Sur la question des symboles, je pense que l’accord révisé apporte une forme de réponse. Cependant, la question est de savoir si ce que les jeunes de la zone UEMOA demandent à leurs dirigeants relève du simple symbole ou s’ils attendent un engagement politique plus fort, voire une refonte complète. Je n’ai pas la réponse à cette question. Dans une forme plus avancée de ces réformes, j’aurais aimé voir davantage d’écoute. Une réforme sans écoute est une demi-réforme. Il m’a semblé que la partie française a organisé une évaluation de cet accord, a commissionné un groupe d’experts pour un rapport éclairant pour le législateur, puis a organisé un débat pour discuter des intérêts français dans cet accord révisé. Si la France le fait avec autant de civilité démocratique et de concertation, combien est-il plus important pour les pays où les peuples détiennent et utilisent cette monnaie d’organiser un débat plus large, structuré, mais ouvert à l’écoute, afin d’amorcer une lecture plus approfondie de la volonté et des critiques émanant des non-engagés, des défenseurs, des experts et des non-experts sur cette question.
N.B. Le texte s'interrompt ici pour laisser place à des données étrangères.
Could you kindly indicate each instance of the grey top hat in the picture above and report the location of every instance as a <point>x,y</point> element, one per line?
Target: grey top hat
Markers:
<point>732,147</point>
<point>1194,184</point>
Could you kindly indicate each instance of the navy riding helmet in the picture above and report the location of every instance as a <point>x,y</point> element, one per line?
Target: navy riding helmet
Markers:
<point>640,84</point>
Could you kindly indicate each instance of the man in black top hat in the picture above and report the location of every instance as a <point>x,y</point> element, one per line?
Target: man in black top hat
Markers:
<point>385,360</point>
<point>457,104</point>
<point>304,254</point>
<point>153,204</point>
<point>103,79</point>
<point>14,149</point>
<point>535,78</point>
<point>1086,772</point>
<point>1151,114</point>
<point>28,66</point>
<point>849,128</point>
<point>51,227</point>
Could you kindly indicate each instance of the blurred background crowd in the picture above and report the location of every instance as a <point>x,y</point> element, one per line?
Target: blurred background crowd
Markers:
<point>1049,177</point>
Nous devons faire l’effort d’évaluer ex-ante toute réforme avant de les implémenter, surtout dans un contexte de ressources limitées où nous sommes appelés à ne pas apporter des ajustements qui pourraient ne pas répondre pleinement à la volonté du peuple. Cependant, un ajustement, une sorte de verre à moitié rempli, peut indiquer le chemin dans la bonne direction. En général, le peuple, dans toute négociation, notamment avec des acteurs extérieurs, devrait être perçu comme le bouclier du leadership. Nous oublions souvent cela. Comme je l’ai précisé plus haut, il n’est pas si difficile de comprendre ce qu’est une monnaie et, qui, à cause de sa dimension sociale, politique et économique, requiert que les peuples autant que possible aient une place autour de la table.
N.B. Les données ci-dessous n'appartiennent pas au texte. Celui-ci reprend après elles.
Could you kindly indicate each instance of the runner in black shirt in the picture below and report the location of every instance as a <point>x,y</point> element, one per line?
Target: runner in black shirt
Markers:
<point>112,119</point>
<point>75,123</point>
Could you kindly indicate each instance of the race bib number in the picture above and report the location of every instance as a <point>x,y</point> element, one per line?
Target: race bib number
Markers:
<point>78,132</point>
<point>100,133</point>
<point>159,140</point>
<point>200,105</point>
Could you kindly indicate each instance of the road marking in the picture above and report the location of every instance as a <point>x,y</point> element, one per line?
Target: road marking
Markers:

Quels seront les changements probables à l’avantage des peuples ?

Comme je l’ai mentionné précédemment, les fondamentaux de la monnaie restent inchangés. Ainsi, les performances de la zone en ce qui concerne le mandat de la BCEAO devraient perdurer. Cela inclut notamment la maîtrise de l’inflation, un paramètre dans lequel le CFA se comporte plutôt bien en comparaison avec le reste de la sous-région. De plus, la stabilité du cadre économique est assurée notamment grâce à la stabilité de la devise, l’euro, avec laquelle la parité fixe est maintenue. Ainsi, dans un contexte inflationniste, comme celui observé par exemple au Ghana ou même au Nigeria, le CFA se positionne comme un refuge, ce qui constitue certainement un atout.

Les inconvénients sont bien connus et largement débattus. Je ne vais pas y revenir ici. Étant donné que la monnaie revêt également un aspect identitaire et de souveraineté, je vous renvoie aux débats passionnés et critiques à ce sujet. Vous n’aurez pas besoin de beaucoup de temps pour les entendre.

Que dites-vous globalement de l’avenir de cette monnaie ?

Il a fallu attendre 46 ans pour voir une révision de l’accord de 1973. Je ne sais pas quand aura lieu la prochaine révision, mais elle n’est pas improbable. L’avenir de la monnaie dépend des dynamiques internes de l’UMOA, mais aussi au sein de la CEDEAO, sans oublier la France. Cependant, c’est surtout une décision politique, donc difficile à prédire. Personne n’aurait par exemple imaginé que les critiques de l’accord de 1973 pourraient déclencher une série d’événements qui ont conduit à l’accord révisé du 21 décembre 2019. Néanmoins, j’ose émettre une prédiction : l’accord révisé ne durera pas aussi longtemps avant d’être cédé ou révisé, si les critiques ne sont pas apaisées.

Un mot pour conclure

Je conclurai par un vœu : celui de voir un jour une monnaie qui reflète véritablement la volonté des populations, dans le cadre d’une réforme attentive et à l’écoute de leurs besoins et de leurs aspirations.